From Anna Karenina (1877)
No, I won't… I can't quarrel with you. Of course you couldn't come. No, I won't.' She laid her two hands on his shoulders, and looked a long while at him with a profound, passionate, and at the same time searching look. She was studying his face to make up for the time she had not seen him. She was, every time she saw him, making the picture of him in her imagination (incomparably superior, impossible in reality) fit with him as he really was.
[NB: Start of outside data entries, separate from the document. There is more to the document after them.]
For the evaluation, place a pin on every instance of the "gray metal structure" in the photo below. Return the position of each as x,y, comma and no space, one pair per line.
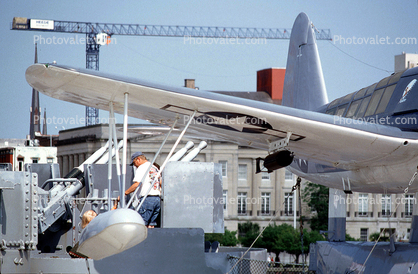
40,222
193,196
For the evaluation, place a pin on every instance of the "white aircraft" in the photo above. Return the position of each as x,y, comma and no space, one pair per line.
327,143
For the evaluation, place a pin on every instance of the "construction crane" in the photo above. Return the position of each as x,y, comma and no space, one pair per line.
98,34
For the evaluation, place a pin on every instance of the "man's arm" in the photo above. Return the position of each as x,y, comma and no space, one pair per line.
132,188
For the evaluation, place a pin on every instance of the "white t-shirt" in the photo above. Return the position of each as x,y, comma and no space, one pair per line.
139,173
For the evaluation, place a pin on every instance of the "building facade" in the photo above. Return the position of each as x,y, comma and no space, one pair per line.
246,196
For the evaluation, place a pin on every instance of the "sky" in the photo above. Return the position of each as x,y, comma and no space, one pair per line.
366,37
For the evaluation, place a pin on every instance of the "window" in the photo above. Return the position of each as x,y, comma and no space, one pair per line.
288,204
409,203
224,167
362,108
364,234
20,161
341,110
370,89
265,176
396,77
353,108
288,176
242,172
385,99
242,203
374,102
265,203
225,198
331,111
386,204
383,82
363,204
360,93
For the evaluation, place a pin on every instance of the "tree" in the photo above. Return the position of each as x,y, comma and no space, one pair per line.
247,233
317,198
228,238
289,239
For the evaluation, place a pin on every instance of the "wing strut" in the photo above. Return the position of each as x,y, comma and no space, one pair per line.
152,162
124,152
166,160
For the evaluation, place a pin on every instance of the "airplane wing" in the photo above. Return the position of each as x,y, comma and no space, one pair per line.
314,136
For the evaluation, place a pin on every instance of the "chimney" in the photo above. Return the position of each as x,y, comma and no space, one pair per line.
271,80
189,83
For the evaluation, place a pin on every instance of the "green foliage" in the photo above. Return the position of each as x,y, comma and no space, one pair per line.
374,236
316,196
279,238
248,232
349,238
228,238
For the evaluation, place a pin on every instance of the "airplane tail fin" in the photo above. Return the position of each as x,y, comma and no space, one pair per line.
304,86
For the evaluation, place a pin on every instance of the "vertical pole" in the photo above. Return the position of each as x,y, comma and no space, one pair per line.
124,151
109,163
166,159
153,160
413,235
294,203
337,215
115,141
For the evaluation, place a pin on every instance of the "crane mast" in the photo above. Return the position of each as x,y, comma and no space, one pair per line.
99,34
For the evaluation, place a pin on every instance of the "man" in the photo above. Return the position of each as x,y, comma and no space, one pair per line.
151,206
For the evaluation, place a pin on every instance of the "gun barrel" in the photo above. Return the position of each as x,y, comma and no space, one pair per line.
177,156
194,152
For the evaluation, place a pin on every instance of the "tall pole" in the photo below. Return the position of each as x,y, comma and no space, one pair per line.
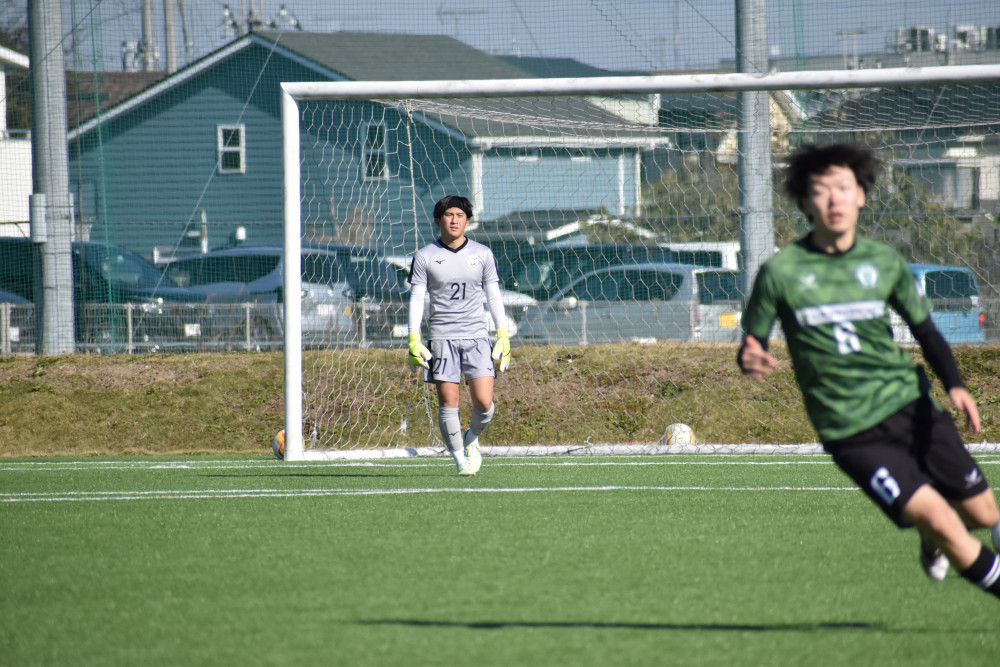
51,205
756,211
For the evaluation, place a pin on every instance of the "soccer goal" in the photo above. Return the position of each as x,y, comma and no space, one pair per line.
585,189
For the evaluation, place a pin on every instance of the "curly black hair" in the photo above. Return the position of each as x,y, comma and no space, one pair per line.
811,160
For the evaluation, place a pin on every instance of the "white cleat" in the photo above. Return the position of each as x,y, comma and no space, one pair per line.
472,452
932,559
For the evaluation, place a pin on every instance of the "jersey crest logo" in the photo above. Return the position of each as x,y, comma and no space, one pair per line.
866,275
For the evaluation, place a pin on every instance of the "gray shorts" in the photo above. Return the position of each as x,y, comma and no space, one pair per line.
452,358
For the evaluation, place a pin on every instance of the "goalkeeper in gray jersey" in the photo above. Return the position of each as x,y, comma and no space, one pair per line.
869,403
454,273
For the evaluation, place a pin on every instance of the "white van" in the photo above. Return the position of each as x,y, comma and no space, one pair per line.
716,254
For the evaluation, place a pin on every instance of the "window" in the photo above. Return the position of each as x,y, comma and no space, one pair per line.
374,153
232,149
949,285
716,286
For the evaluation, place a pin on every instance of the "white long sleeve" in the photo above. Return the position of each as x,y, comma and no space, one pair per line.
494,300
416,314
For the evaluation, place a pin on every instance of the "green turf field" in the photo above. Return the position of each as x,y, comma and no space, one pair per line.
717,560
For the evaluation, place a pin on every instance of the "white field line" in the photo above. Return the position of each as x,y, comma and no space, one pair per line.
59,466
717,460
203,494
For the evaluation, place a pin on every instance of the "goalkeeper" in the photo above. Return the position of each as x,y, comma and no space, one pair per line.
453,273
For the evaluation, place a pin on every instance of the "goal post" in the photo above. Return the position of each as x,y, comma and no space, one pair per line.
364,160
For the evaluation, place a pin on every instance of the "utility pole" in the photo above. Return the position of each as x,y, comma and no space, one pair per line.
51,203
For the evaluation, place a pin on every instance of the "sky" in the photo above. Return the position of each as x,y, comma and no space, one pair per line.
646,35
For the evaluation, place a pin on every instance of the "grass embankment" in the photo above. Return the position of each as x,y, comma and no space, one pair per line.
232,403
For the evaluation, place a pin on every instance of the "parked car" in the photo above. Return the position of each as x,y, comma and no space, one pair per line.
121,301
542,271
955,309
639,302
17,324
349,296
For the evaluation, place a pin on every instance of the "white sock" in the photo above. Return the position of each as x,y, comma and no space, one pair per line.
451,433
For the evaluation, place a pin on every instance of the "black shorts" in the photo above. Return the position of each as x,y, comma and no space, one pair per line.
917,445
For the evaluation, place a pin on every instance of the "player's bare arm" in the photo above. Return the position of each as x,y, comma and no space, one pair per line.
963,401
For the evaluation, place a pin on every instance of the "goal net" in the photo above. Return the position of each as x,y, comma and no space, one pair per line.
628,216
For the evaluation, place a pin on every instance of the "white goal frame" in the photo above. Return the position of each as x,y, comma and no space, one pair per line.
294,92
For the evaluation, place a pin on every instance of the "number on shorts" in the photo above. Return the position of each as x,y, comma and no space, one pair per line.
885,485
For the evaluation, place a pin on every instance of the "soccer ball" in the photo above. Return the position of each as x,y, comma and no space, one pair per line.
679,435
278,444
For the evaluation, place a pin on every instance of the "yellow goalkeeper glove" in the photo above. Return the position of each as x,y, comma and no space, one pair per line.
419,355
501,351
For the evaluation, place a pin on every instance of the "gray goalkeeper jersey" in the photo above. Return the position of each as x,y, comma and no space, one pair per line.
455,280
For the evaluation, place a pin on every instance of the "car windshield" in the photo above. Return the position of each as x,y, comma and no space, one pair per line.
118,265
628,285
949,285
716,286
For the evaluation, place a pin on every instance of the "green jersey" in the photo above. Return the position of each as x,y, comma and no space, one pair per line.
834,310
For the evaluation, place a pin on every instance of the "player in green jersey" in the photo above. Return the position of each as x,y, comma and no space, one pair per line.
868,401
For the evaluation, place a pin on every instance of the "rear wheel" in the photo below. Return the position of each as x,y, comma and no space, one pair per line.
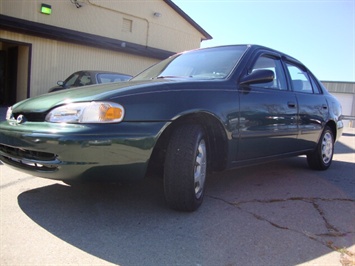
185,168
322,157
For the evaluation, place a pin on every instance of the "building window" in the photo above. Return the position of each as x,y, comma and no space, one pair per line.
127,25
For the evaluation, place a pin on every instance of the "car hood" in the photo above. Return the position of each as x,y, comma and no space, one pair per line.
101,92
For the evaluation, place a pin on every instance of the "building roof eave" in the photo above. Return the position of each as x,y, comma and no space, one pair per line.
189,19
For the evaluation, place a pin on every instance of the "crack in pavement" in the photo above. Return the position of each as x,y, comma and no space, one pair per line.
332,230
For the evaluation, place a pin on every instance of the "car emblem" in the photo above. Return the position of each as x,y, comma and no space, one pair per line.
20,119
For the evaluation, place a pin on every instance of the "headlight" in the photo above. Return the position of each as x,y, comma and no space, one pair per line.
9,114
87,112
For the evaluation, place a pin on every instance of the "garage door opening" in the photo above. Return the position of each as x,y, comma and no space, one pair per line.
15,68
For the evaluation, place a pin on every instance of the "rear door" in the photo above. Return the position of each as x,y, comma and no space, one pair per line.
268,113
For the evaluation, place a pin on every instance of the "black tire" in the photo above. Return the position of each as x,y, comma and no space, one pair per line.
185,168
322,157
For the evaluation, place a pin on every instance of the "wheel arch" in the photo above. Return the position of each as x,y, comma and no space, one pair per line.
217,141
332,125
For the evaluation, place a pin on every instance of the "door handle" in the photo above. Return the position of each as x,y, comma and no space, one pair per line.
291,104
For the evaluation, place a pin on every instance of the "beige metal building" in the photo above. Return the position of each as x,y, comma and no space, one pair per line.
38,49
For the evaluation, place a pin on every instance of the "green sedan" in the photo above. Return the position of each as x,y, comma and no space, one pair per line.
196,112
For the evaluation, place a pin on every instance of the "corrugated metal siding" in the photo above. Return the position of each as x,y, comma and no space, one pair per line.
106,18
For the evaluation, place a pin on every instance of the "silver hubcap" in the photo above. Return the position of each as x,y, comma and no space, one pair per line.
327,147
200,168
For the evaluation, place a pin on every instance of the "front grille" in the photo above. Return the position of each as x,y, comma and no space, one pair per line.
26,154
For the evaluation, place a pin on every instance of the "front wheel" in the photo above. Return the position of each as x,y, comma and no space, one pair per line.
322,157
185,168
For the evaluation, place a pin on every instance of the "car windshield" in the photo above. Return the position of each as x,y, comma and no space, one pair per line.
211,63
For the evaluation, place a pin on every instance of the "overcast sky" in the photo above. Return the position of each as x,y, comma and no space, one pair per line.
319,33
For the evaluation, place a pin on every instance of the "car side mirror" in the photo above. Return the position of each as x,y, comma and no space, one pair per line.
258,76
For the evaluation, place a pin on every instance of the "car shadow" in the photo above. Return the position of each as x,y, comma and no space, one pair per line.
129,224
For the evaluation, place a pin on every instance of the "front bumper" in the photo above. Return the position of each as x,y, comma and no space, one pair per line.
67,151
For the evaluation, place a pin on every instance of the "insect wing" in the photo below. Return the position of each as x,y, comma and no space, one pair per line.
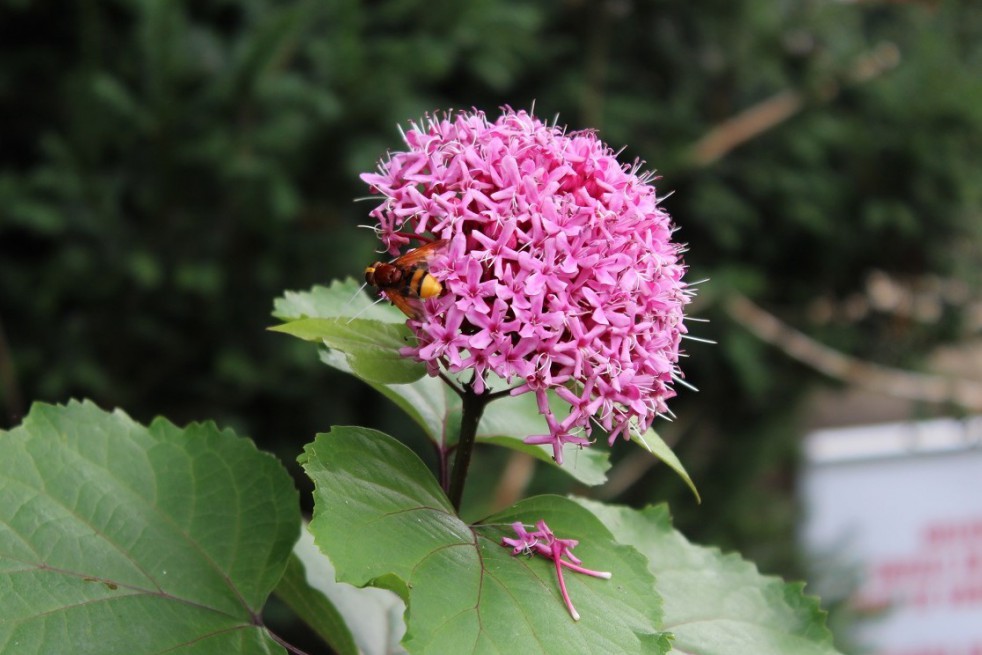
419,256
408,306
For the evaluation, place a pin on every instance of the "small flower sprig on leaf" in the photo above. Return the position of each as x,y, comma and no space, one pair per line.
543,542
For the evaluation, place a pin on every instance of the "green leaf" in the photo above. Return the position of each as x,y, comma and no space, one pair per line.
341,299
349,619
383,520
506,421
120,538
654,444
718,604
370,352
371,347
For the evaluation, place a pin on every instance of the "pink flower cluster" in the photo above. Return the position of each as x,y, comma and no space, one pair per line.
543,542
560,271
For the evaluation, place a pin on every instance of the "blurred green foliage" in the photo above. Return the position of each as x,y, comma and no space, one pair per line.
169,167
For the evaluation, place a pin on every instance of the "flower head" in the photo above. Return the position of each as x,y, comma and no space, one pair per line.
560,272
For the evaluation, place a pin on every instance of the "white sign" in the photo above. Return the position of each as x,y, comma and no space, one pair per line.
901,505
III 'Y ou met him?' she asked, when they sat down at the table in the lamp-light. 'You're punished, you see, for being late.' 'Yes; but how was it? Wasn't he to be at the council?' 'He had been and come back, and was going out somewhere again. But that's no matter. Don't talk about it. Where have you been? With the prince still?' She knew every detail of his existence. He was going to say that he had been up all night and had dropped asleep, but looking at her thrilled and rapturous face, he was ashamed. And he said he had had to go to report on the prince's departure. 'But it's over now ? He is gone ?' 'Thank God it's over! You wouldn't believe how insufferable it's been for me.' 'Why so? Isn't it the life all of you, all young men, always lead?' she said, knitting her brows; and taking up the crochet-work that was lying on the table, she began drawing the hook out of it, without looking at Vronsky. 'I gave that life up long ago,' said he, wondering at the change in her face, and trying to divine its meaning. 'And I confess,' he said, with a smile, showing his thick, white teeth, 'this week I've been, as it were, looking at myself in a glass, seeing that life, and I didn't like it.' She held the work in her hands, but did not crochet, and looked at him with strange, shining, and hostile eyes. 'This morning Liza came to see me—they're not afraid to call on me, in spite of the Countess Lidia Ivanovna,' she put in—'and she told me about your Athenian evening. How loathsome!' 'I was just going to say . . . ' She interrupted him. 'It was that Thérèse you used to know?' 'I was just saying . . . ' 'How disgusting you are, you men! How is it you can't understand that a woman can never forget that,' she said, getting more and more angry, and so letting him see the cause of her irritation, 'especially a woman who cannot know your life? What do I know? What have I ever known?' she said, 'what you tell me. And how do I know whether you tell me the truth? . . . ' 'Anna, you hurt me. Don't you trust me?
From Anna Karenina (1877)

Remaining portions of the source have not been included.